Even when it doesn't cause pain, an ear infection can cause fluid to build in the middle ear, muffling hearing. Because hearing is essential to speech development, doctors and parents worried that persistent middle ear infections could cause developmental problems.

In the treatment, the fluid is drained and ''ventilation'' tubes are surgically inserted to keep more fluid from accumulating.

To be eligible for the study, a child needed to have fluid in one ear for least 135 days, or fluid in both ears for 90 days or more, despite antibiotic treatment.

Half received the tubes immediately. The rest waited -- six months if both ears were blocked and nine months if just one ear remained blocked.

A decade into the study, the 196 toddlers who waited six to nine months scored just as well in literacy, attention, social skills and academic achievement as 195 who had the surgery right away, according to the study Researchers said the decision to wait to implant the tubes had no effect on a child's performance on language tests and speech tests.

SOME EXCEPTIONS But the study's chief author told Reuters that the findings do not mean the tubes are never necessary.

''There's a subgroup of children with frequent ear infections who are not easily handled medically'' with drugs, said Jack Paradise of the University of Pittsburgh. If there's pain, it can create big problems for youngsters and their families ''and those are candidates for tubes.'' Paradise said the tubes might help children with persistent painful infections, extreme hearing loss or those whose ears remain blocked for more than nine months.

''However, such children are seen infrequently in general clinical practice,'' the researchers said.

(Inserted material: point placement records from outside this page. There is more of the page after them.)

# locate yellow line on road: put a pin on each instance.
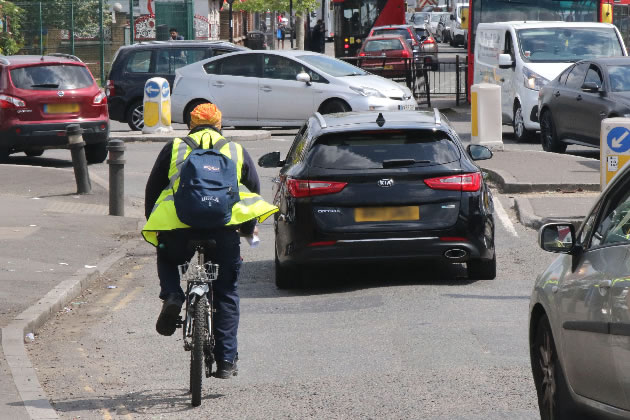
(110, 296)
(124, 301)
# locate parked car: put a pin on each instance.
(522, 57)
(381, 187)
(427, 53)
(134, 64)
(579, 318)
(395, 56)
(40, 96)
(573, 105)
(282, 88)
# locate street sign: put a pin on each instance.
(614, 147)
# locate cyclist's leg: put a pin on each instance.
(225, 295)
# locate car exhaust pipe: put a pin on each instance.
(455, 254)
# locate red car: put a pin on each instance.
(40, 96)
(393, 56)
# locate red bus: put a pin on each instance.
(482, 11)
(353, 20)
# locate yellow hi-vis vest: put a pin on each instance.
(164, 217)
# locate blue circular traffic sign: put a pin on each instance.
(152, 89)
(618, 139)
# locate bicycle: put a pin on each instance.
(197, 323)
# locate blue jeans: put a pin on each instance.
(225, 297)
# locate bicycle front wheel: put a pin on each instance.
(200, 334)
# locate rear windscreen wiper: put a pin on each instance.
(391, 163)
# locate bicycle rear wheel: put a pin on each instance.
(200, 334)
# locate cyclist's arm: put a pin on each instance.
(158, 179)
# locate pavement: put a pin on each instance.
(53, 241)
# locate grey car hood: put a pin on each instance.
(385, 86)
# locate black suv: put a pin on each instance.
(134, 64)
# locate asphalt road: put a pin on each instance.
(360, 342)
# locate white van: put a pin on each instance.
(522, 57)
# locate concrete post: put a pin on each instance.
(79, 162)
(116, 164)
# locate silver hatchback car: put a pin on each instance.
(282, 88)
(579, 326)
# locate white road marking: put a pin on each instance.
(503, 217)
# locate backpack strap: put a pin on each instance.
(190, 142)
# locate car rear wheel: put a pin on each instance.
(482, 269)
(135, 116)
(518, 122)
(554, 399)
(333, 106)
(96, 152)
(548, 136)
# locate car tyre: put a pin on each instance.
(521, 134)
(554, 398)
(548, 137)
(135, 116)
(286, 277)
(96, 152)
(334, 106)
(482, 269)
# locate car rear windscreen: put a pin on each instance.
(369, 149)
(61, 77)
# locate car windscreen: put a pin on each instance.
(59, 76)
(553, 45)
(369, 149)
(332, 66)
(383, 45)
(619, 78)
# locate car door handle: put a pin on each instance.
(605, 284)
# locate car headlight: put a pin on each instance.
(533, 81)
(365, 91)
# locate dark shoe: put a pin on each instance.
(167, 321)
(226, 369)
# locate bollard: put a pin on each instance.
(116, 164)
(79, 162)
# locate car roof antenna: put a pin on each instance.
(380, 120)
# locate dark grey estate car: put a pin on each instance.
(133, 65)
(579, 329)
(572, 106)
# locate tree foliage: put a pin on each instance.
(11, 39)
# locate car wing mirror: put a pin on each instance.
(478, 152)
(304, 77)
(270, 160)
(505, 61)
(591, 87)
(557, 237)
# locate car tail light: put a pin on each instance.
(465, 182)
(110, 89)
(11, 102)
(100, 98)
(302, 188)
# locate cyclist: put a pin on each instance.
(165, 231)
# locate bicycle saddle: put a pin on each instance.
(208, 245)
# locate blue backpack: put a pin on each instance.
(208, 188)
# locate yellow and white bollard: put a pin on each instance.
(485, 103)
(157, 106)
(614, 147)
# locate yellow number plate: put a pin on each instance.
(385, 214)
(61, 108)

The study did not look at children whose treatment was delayed more than nine months and thus didn't address what the results would be for longer delays.

The latest findings in combination with earlier studies that produced similar results provide ''convincing evidence that persistent middle-ear effusion in otherwise normal children does not cause developmental impairments,'' said the University of Colorado School of Medicine's Stephen Berman in an editorial that accompanied the study.

Similar findings released in 2001 by the Paradise team led three medical organizations, including the American Academy of Family Physicians, to adopt a wait-and-see recommendation when children's ears become blocked.

A few years ago, about 1 million children in North America were receiving the tubes each year.